TDCS was applied through rubber electrodes nestled between saline-soaked sponges placed on the skin surface. The stimulation electrode (3 × 3 cm2) was placed above the left PMC and the reference electrode (7 × 5 cm2) above the right orbit. Self-adhesive bandages (Coban, 3 M Deutschland GmbH, Neuss, Germany) were used for fixation of the electrodes. TDCS was applied using a battery-driven DC-Stimulator (DC-Stimulator Plus, NeuroConn, Ilmenau, Germany) for 10 minutes plus fade-in and fade-out periods of 10 seconds, each. Intensity was set to 0.25 mA corresponding to a current density of 0.028 mA/cm2 below the stimulation electrode and 0.007 mA/cm2 below the orbito-frontal reference electrode. For sham stimulation, the stimulator automatically switched off after 30 seconds of either anodal or cathodal stimulation yielding sensations typically elicited by tDCS. Due to the short stimulation period, effects on neuronal excitability can be widely excluded.
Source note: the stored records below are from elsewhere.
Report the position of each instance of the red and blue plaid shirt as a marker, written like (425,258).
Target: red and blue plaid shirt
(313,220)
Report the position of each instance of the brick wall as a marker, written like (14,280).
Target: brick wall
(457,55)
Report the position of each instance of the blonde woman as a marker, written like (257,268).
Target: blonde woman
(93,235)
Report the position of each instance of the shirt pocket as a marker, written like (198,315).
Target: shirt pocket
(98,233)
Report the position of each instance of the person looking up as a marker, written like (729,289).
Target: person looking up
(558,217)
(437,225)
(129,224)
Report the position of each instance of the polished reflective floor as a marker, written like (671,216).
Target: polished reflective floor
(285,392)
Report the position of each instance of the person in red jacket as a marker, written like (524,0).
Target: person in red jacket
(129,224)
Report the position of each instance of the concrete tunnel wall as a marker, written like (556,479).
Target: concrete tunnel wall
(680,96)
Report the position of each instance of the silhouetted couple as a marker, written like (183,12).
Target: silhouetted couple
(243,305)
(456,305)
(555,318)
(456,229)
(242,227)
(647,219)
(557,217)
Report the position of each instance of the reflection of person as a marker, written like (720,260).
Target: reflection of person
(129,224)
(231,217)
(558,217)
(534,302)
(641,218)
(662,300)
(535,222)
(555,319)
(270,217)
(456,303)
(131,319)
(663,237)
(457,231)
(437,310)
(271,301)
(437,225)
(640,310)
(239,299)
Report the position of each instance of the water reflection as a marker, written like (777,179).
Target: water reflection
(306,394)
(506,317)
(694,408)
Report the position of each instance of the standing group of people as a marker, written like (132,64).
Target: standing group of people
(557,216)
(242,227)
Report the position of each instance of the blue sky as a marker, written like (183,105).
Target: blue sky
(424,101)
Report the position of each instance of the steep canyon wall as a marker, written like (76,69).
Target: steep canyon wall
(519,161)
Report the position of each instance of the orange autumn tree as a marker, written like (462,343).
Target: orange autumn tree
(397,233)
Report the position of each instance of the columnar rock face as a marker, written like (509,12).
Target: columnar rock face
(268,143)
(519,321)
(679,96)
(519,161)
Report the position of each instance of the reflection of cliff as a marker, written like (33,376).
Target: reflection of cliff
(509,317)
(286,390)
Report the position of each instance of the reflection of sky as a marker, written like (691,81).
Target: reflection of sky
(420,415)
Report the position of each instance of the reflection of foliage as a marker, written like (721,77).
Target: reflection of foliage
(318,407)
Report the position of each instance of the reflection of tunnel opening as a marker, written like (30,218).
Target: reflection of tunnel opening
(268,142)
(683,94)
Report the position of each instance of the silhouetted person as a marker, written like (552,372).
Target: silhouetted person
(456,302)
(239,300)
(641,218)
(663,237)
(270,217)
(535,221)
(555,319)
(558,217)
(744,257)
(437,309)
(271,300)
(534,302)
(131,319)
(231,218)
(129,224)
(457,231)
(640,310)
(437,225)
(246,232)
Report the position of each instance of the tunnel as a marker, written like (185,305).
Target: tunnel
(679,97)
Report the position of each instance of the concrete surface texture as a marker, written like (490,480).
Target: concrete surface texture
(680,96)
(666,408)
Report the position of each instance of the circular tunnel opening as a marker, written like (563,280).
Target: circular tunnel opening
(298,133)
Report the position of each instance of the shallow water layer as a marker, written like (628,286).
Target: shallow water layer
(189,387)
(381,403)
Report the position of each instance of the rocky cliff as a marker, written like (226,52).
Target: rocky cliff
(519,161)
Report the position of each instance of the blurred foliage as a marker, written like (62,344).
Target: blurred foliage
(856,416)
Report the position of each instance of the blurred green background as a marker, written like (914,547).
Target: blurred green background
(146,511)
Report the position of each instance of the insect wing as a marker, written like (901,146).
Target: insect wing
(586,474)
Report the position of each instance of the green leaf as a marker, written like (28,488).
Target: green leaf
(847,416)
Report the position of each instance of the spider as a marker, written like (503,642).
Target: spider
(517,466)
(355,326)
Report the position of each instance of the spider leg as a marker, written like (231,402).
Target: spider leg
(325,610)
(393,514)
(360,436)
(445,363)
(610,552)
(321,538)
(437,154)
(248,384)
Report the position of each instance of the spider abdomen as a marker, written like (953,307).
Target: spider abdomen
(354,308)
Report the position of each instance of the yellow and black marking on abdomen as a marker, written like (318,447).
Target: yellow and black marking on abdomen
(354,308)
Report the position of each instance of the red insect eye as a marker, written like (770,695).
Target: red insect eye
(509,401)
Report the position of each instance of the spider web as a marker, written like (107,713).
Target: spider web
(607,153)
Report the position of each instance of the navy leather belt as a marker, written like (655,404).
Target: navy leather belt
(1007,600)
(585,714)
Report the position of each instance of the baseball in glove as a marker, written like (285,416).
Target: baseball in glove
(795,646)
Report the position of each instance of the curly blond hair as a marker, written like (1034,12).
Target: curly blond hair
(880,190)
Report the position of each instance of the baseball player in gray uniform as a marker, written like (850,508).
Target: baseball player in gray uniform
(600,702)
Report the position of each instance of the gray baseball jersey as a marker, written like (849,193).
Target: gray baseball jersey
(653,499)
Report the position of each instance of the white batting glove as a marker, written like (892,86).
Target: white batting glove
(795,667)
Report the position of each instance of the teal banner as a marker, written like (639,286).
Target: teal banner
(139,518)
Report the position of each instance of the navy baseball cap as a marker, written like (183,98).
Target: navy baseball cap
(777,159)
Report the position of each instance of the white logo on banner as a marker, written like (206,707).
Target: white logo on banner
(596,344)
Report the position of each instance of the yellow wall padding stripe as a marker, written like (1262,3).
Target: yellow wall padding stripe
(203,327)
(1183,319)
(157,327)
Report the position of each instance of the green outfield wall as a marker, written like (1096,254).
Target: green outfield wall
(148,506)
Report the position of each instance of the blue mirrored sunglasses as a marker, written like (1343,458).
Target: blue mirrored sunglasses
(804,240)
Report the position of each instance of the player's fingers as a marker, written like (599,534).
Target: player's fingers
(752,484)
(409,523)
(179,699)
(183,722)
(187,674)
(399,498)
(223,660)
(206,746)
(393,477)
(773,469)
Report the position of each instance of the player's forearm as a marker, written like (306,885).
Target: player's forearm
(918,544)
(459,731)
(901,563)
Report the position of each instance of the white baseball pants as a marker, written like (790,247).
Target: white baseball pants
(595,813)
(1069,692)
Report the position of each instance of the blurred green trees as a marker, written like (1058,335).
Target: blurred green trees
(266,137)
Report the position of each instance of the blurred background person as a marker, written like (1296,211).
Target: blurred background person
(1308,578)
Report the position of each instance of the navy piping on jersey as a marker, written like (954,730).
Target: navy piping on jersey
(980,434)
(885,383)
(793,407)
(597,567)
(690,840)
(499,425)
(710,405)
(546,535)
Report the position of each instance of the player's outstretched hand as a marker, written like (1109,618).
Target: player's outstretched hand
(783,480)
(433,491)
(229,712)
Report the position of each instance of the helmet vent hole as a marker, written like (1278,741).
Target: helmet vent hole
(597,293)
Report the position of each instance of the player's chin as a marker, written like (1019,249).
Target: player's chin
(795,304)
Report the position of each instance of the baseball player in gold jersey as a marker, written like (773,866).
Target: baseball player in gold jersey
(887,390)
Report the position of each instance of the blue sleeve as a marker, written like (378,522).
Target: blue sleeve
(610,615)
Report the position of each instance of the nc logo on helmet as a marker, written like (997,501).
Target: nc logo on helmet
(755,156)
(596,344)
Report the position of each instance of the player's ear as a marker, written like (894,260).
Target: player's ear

Impedance was kept below 10 kΩ (mean impedance: 9.74 ± 0.44 kΩ (sham), 9.71 ± 0.51 kΩ (anodal), 8.84 ± 0.49 kΩ (cathodal)). No significant differences between conditions were found (F(2, 34) = 2.06, p = 0.14). In order to exclude carry-over effects from the preceding tDCS, experimental sessions were separated by at least one week. Blinding of the main investigator was achieved by a second investigator who was responsible for running the DC stimulator only. The stimulator was covered by a paperboard in order to hide the stimulator.

To ensure that subjects were blind regarding the exact stimulation type, a stimulation questionnaire was completed after each session. Subjects were asked to estimate whether they had received active or sham stimulation. If active stimulation was chosen, they were asked to estimate whether anodal or cathodal stimulation was applied. Verum stimulation was correctly identified in 30%. Hit rate in the sham condition was 11%.

Neuronavigation

The left dPMC was localized using a neuronavigation system (LOCALITE, Sankt Augustin, Germany). The target area was pre-defined by Talairach coordinates −29, 5, 47 (x, y, z) corresponding to Brodmann area 6.

To ensure that the target area for stimulation was sufficiently separated from the left M1, the cortical representation of the right first dorsal interosseus (FDI) muscle was localized using single pulse TMS. To this end, a standard figure of eight coil (MC-B70) connected to a MagPro stimulator (Mag Venture, Hückelhoven, Germany) was placed tangentially to the scalp to trigger motor-evoked potentials (MEP). The area evoking the largest motor response was defined as motor hot spot. In two sessions, M1 localization was not possible. The mean distance between M1 hot spot and the PMC target area was 5.11 ± 0.13 cm (sham), 5.08 ± 0.20 cm (anodal) and 4.89 ± 0.21 cm (cathodal). The distance did not differ significantly between sessions (F(2, 30) = 0.456, p = 0.638).

Data analysis

Synchronization accuracy was determined by means of the tap-to-tone asynchrony and synchronization variability. The tap-to-tone asynchrony is defined as the mean temporal distance between tap and tone onsets. Synchronization variability is defined as the mean standard deviation of the asynchrony. Continuation accuracy was assessed by calculating the inter-tap interval as well as its standard deviation. In the reaction time task the temporal distance between tap and tone onsets was calculated as a measure of reaction times. Again, the standard deviation was calculated in order to estimate behavioural variability.

Statistics

Data were analyzed by means of analyses of variance (ANOVA) with within-subject factors stimulation (anodal vs. cathodal vs. sham) and time (pre- vs. post-tDCS) using IBM SPSS 23. For post-hoc comparisons t-tests for dependant samples were adopted. Kolmogorov-Smirnov tests were implemented to control for Gaussian distribution. P-values were corrected for multiple comparisons using the sequential Bonferroni correction[57].

Data availability

The datasets generated during and/or analysed during the current study are available from the corresponding author on reasonable request.